Camila RochaCamila RochaDificuldades e desafios10 horas atrás16 Visualizações

Volkswagen, maior montadora da Europa, informou a funcionários que uma nova rodada de até 50 mil cortes de postos de trabalho está em análise. O aviso interno, assinado pelo CEO Oliver Blume, menciona que o grupo opera com desvantagem de custos de cerca de 20% em relação a concorrentes e precisa de “ajustes” para recuperar competitividade.

Por que a conta não fecha

  • Tarifas mais altas: o aumento de custos logísticos e alfandegários tem comprimido margens.
  • China mais disputada: montadoras locais e marcas de veículos elétricos ganham terreno, reduzindo a fatia de mercado da VW.
  • Fábricas alemãs pressionadas: estruturas antigas e menos flexíveis encarecem a produção em comparação a plantas asiáticas ou norte-americanas.

Segundo Blume, a companhia “ainda não consegue confirmar usos competitivos” para as unidades de Emden, Hanover, Zwickau e Neckarsulm na década de 2030. Para evitar fechamentos diretos, ele sugeriu redirecionar linhas para a indústria de defesa ou para montar modelos chineses na Europa.

O que já estava na mesa

Em um plano anterior, a Volkswagen havia anunciado outras 50 mil demissões distribuídas entre as marcas VW, Audi e Porsche. Se o novo enxugamento se confirmar, o total pode chegar a 100 mil cortes – o equivalente a quase um terço da força de trabalho global do grupo.

Resistência interna

Representantes dos empregados no conselho de supervisão bloquearam propostas que envolviam demissões em massa e fechamento de fábricas. Após a última reunião, a empresa apenas divulgou que irá reduzir capacidade produtiva e, ao longo dos anos, cortar pela metade o portfólio de modelos.

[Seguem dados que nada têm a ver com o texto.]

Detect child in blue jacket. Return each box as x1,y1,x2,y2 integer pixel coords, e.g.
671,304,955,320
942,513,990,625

Volkswagen admite desvantagem de custos e estuda cortar mais 50 mil postos de trabalho - Imagem do artigo original

Imagem: Eric Revell FOXBusiness

Reflexos para o investidor brasileiro

  • ADRs negociadas em Nova York (ticker VWAGY): os recibos acompanham o humor do mercado diante de planos de redução de custos e perspectiva de margens menores no curto prazo.
  • Fornecedores listados na B3: empresas de autopeças podem sentir menor volume de pedidos caso a reestruturação envolva fábricas que compram componentes brasileiros.
  • Juros altos na Europa: custos de financiamento mais elevados tornam projetos de modernização industrial mais onerosos, o que pesa nas decisões de investimento da montadora.
  • Concorrência com elétricos chineses: a ofensiva de marcas como BYD pressiona preços globais, impactando margens de toda a cadeia automotiva.

O pano de fundo macroeconômico

A busca por cortes agressivos reflete um ambiente em que inflação de insumos, desaceleração de consumo e necessidade de investir em veículos elétricos apertam o caixa das montadoras. Para o pequeno investidor, o episódio ilustra como ciclos de reestruturação podem afetar ações, fundos setoriais e até títulos de renda fixa atrelados a empresas do segmento.

Blume afirmou que novas reuniões ocorrerão “para encontrar as melhores soluções”. Até lá, o mercado seguirá monitorando a magnitude dos ajustes e o impacto sobre produtividade e rentabilidade do grupo nos próximos trimestres.